Journal article Open Access

The Body Image Approach Test (BIAT): A Potential Measure of the Behavioral Components of Body Image Disturbance in Anorexia and Bulimia Nervosa?

Legenbauer, Tanja; Radix, Anne Kathrin; Naumann, Eva; Blechert, Jens

A disturbed body image with fluctuating behavioral patterns of body related avoidance (BA) and body checking (BC) characterizes individuals with eating disorders (EDs) such as anorexia (AN) or bulimia nervosa (BN). So far, these behavioral body image components are mostly assessed via self-report instruments thereby neglecting their behavioral and partially automatic characteristics. Therefore, behavioral measures of BA and BC are needed.
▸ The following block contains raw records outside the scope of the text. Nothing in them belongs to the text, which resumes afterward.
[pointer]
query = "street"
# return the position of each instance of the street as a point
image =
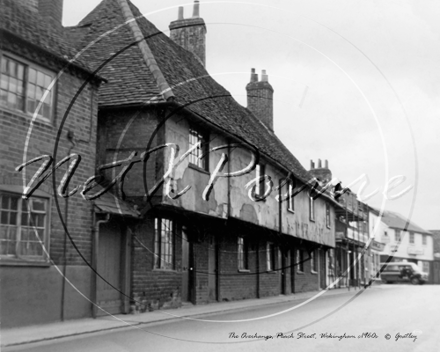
(358, 320)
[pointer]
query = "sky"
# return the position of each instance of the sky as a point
(356, 82)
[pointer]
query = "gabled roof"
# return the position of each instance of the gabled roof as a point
(397, 221)
(21, 22)
(158, 70)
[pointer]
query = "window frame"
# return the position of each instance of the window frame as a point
(22, 259)
(397, 235)
(300, 261)
(201, 136)
(327, 215)
(311, 208)
(291, 198)
(24, 110)
(260, 187)
(243, 254)
(158, 262)
(271, 263)
(313, 262)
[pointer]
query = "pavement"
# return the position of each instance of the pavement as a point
(58, 330)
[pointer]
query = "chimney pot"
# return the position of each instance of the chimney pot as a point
(196, 10)
(254, 76)
(191, 37)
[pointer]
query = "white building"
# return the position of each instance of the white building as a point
(400, 238)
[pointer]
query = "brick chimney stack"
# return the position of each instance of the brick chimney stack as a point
(321, 172)
(260, 98)
(52, 10)
(190, 33)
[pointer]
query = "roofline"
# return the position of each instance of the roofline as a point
(147, 54)
(58, 57)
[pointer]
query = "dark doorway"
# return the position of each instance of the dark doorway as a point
(187, 268)
(292, 270)
(213, 258)
(322, 268)
(284, 258)
(110, 267)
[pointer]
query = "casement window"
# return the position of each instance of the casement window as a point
(426, 267)
(327, 215)
(164, 242)
(23, 87)
(243, 254)
(312, 208)
(260, 172)
(199, 155)
(270, 256)
(23, 227)
(290, 199)
(299, 260)
(313, 264)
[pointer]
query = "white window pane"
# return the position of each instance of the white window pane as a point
(32, 75)
(40, 79)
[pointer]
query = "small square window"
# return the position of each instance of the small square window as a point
(199, 155)
(300, 260)
(327, 215)
(243, 254)
(164, 242)
(270, 256)
(26, 88)
(260, 186)
(312, 208)
(23, 227)
(291, 199)
(313, 264)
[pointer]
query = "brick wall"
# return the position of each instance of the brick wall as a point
(158, 288)
(122, 132)
(82, 122)
(235, 284)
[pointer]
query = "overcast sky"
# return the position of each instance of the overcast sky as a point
(357, 82)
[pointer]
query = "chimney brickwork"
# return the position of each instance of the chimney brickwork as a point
(190, 33)
(52, 10)
(320, 172)
(260, 98)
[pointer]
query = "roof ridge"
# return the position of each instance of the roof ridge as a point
(146, 52)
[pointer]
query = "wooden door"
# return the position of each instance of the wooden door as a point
(284, 258)
(322, 269)
(187, 268)
(212, 270)
(292, 269)
(109, 267)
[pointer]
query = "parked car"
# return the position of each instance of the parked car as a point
(402, 272)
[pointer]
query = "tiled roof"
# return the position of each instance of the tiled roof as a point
(131, 81)
(106, 34)
(28, 25)
(398, 221)
(108, 203)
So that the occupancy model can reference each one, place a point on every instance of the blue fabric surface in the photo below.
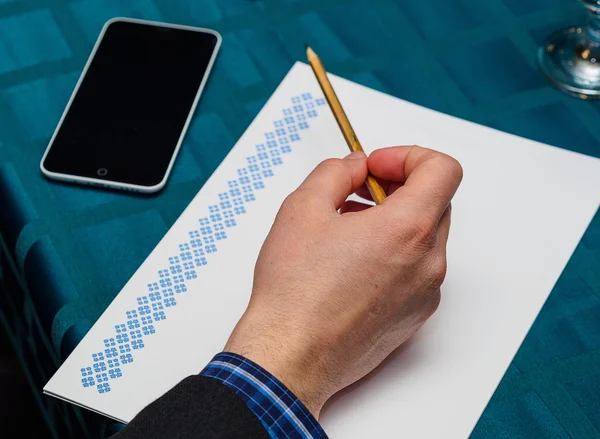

The present study investigates a behavioral assessment task for BA and BC in a sample of patients with diagnosed EDs and healthy controls. The sample consisted of 40 women diagnosed with either BN (N = 19) or AN (N = 21; ED sample) and 24 non-eating disordered, healthy female controls (HC). Within the Body Image Approach Task (BIAT) participants viewed photos of their own body (self-image) and a matched control body (other-image) by zooming the photos closer toward them (image became more focused) on the screen. The BIAT yields zoom-levels recorded separately for self- relative to other-images. Further measures were attractiveness ratings of these body images as well as questionnaire measures of BA, BC, and general ED symptomatology. Results showed that despite strong body dissatisfaction and clearly negative ratings of self- relative to other-images in both EDs, no group differences were found in approach to self-images on zoom-level as measured with the BIAT. Correlational analysis in each group indicated that zoom-level was positively related to BA scores in the HC group only. Yet, stepwise regression analyses revealed that attractiveness ratings explained most of the variance accounted by BA in predicting zoom-level. In sum, the BIAT seems suitable to assess BA and self-rated body attractiveness, but only in healthy individuals with subclinical levels on these constructs. It does not seem to capture the body image satisfaction or the behavioral components of body image disturbances in AN or BN or it conflates the opposed influences of BA and BC. Further experimentation is needed to adapt measures of behavioral body image components to the processes evoked in patients with ED during confrontation with body images.